[PATCH 1/4] drivers: create a pinmux subsystem
Colin Cross
ccross at google.com
Mon May 2 17:30:10 EDT 2011
On Mon, May 2, 2011 at 1:52 PM, Stephen Warren <swarren at nvidia.com> wrote:
> Linus Walleij wrote at Monday, May 02, 2011 1:16 PM:
>> From: Linus Walleij <linus.walleij at linaro.org>
>>
>> This creates a subsystem for handling of pinmux devices. These are
>> devices that enable and disable groups of pins on primarily PGA and
>> BGA type of chip packages and common in embedded systems.
>
> I would avoid any references to particular package types; I've seen
> pinmuxing applied to PLCC and DIP/DIL too, and in general, it's possible
> irrespective of package type.
>
>> This is being done to depopulate the arch/arm/* directory of such
>> custom drivers and try to abstract the infrastructure they all
>> need. See the Documentation/pinmux.txt file that is part of this
>> patch for more details.
>
>> diff --git a/Documentation/pinmux.txt b/Documentation/pinmux.txt
>>...
>> +The mux settings are:
>> +
>> +- Oriented around enumerated physical pins or pads denoted by unsigned
>> + integers in the range 0..MAX_INT. Every pin on your system (or atleast
>> + every pin that can be muxed) should have a unique number. The numberspace
>
> Does this imply a model where each pin's "special function" can be
> controlled independently? I think reading through the document that
> isn't the case, but I just wanted to be sure.
>
> In particular, NVIDIA Tegra has a setup where:
>
> * Pinmux configuration for "special functions" is at a "pad-group"

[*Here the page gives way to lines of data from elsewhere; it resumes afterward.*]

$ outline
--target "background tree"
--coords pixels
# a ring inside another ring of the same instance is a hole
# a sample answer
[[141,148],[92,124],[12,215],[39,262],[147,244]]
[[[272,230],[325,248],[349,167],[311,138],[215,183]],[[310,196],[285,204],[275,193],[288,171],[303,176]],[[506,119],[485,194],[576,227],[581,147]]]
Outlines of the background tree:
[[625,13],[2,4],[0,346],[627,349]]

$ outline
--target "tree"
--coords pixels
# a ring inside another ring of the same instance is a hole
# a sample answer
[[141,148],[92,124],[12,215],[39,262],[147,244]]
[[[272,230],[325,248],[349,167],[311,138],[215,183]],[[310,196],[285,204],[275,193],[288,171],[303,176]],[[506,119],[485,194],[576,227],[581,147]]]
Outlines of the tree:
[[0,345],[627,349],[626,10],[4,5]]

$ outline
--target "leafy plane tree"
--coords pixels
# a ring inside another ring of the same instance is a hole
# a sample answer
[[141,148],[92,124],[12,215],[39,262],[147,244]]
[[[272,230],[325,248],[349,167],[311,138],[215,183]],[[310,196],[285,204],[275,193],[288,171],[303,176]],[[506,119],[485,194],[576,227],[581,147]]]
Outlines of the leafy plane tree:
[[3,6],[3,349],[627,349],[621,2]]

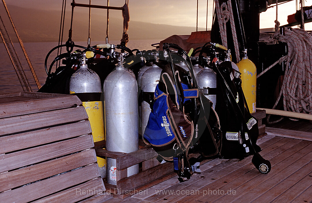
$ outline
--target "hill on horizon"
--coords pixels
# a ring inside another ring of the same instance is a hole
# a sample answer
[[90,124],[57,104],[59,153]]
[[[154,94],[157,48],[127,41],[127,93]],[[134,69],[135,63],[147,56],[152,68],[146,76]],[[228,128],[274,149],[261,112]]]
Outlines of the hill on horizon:
[[[8,5],[11,16],[21,38],[24,42],[58,42],[61,20],[61,11],[27,9]],[[0,12],[6,13],[4,9]],[[106,11],[105,12],[106,13]],[[71,9],[67,8],[64,27],[63,41],[68,38],[70,26]],[[123,32],[123,20],[110,15],[109,37],[110,40],[119,40]],[[120,14],[121,17],[121,13]],[[7,28],[11,27],[7,17],[3,16]],[[90,38],[92,41],[105,41],[106,37],[106,15],[91,15]],[[127,33],[130,40],[164,39],[171,35],[189,35],[196,31],[195,27],[175,26],[165,24],[154,24],[130,21]],[[85,41],[88,36],[88,14],[74,12],[72,28],[73,41]],[[204,28],[199,28],[199,30]],[[12,30],[9,30],[13,42],[17,42]]]

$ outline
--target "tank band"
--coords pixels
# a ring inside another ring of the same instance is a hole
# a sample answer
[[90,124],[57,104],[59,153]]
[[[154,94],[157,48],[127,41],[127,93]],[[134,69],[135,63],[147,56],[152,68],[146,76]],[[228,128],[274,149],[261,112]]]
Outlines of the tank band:
[[85,92],[75,93],[81,102],[97,102],[100,101],[101,92]]

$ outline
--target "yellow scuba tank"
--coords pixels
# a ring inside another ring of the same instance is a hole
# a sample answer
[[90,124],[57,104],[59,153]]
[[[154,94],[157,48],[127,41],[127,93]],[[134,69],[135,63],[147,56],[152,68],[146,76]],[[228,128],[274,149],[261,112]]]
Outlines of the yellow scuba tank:
[[247,49],[245,49],[244,53],[245,56],[236,65],[241,73],[241,87],[249,111],[251,113],[254,113],[256,112],[257,69],[255,64],[248,59]]
[[[75,94],[82,102],[82,105],[89,117],[93,141],[105,140],[104,121],[102,102],[100,101],[102,93],[101,80],[97,74],[88,67],[86,62],[93,57],[92,52],[80,53],[80,64],[79,69],[71,77],[69,82],[70,93]],[[106,176],[106,160],[97,157],[101,177]]]

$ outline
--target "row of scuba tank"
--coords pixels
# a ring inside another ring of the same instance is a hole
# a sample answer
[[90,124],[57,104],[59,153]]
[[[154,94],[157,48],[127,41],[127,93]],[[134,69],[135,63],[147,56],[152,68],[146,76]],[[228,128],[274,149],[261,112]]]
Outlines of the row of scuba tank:
[[[150,103],[162,71],[160,67],[168,63],[169,59],[165,51],[137,51],[141,68],[135,74],[131,67],[132,63],[134,65],[135,63],[129,60],[125,62],[129,54],[116,52],[113,45],[98,46],[110,47],[109,56],[113,56],[118,61],[115,69],[106,77],[104,82],[101,83],[102,78],[88,67],[88,61],[95,57],[93,52],[86,52],[80,54],[79,68],[70,78],[69,90],[70,93],[76,95],[83,102],[89,117],[94,141],[105,139],[106,150],[128,153],[139,149],[138,135],[143,134],[147,124]],[[219,63],[231,61],[229,52],[222,53],[215,52],[211,56],[190,57],[200,91],[212,102],[214,109],[217,104],[216,73],[209,67],[202,67],[201,60],[211,61],[217,57]],[[175,65],[189,72],[185,56],[174,51],[171,55],[175,56],[172,60]],[[248,95],[247,103],[252,112],[253,109],[255,110],[256,67],[245,57],[237,65],[233,62],[231,64],[232,68],[242,73],[243,90]],[[249,94],[250,92],[252,93]],[[116,160],[97,159],[101,177],[107,176],[109,183],[116,185]],[[127,171],[128,176],[138,173],[138,165],[128,168]]]

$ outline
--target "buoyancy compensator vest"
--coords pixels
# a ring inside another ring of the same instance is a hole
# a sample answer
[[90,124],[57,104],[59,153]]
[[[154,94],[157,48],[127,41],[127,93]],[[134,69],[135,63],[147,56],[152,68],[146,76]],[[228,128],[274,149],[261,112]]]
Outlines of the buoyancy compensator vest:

> level, where there may be 1..N pins in a pad-group, and there is a
> single register field that defines the current special function routed
> to/from all pins in that pad-group at once.
>
> * Each pad group can be assigned 1 of N special functions (none might be
> an option in some/all cases too)
>
> * Some special functions may be assignable to multiple pad groups,
> although obviously only 1 pad group per function at a time.
>
> * GPIO selection is at per-pin granularity; individual pins may be used
> as a GPIO irrespective of what SFR is selected for the pad group
> containing the pin.
>
> * There are also other configurations associated with pinmuxing, such
> as drive strength, pull up/down enables, etc.
>
> Also, some of our drivers use "dynamic pinmuxing". For example, our
> downstream I2C driver exposes N I2C busses and reprograms the pinmux
> at runtime to attach the actual I2C controller to different sets of
> pins, essentially multi-plexing the control across N physical busses.
Tegra has more fun pinmux quirks than just those :)
* Drive strength is also controlled through groups of pins, but
different groups than pinmux. Most of the drive strength groups are
collections of pad mux groups, but there are a few pins that are in
the same pad mux group but a different drive strength group.
* Setting a pin as a GPIO overrides its group's mux setting, except
for the group's tristate. You must untristate the entire group to use
a single pin as a GPIO.
* Each group has a "safe mode", but which mux id to select to enter
the safe mode is completely random.
In the end, we determined that there was no way to sanely handle
setting up Tegra's pinmux programatically, and instead required each
board to pass in a table of pinmux settings.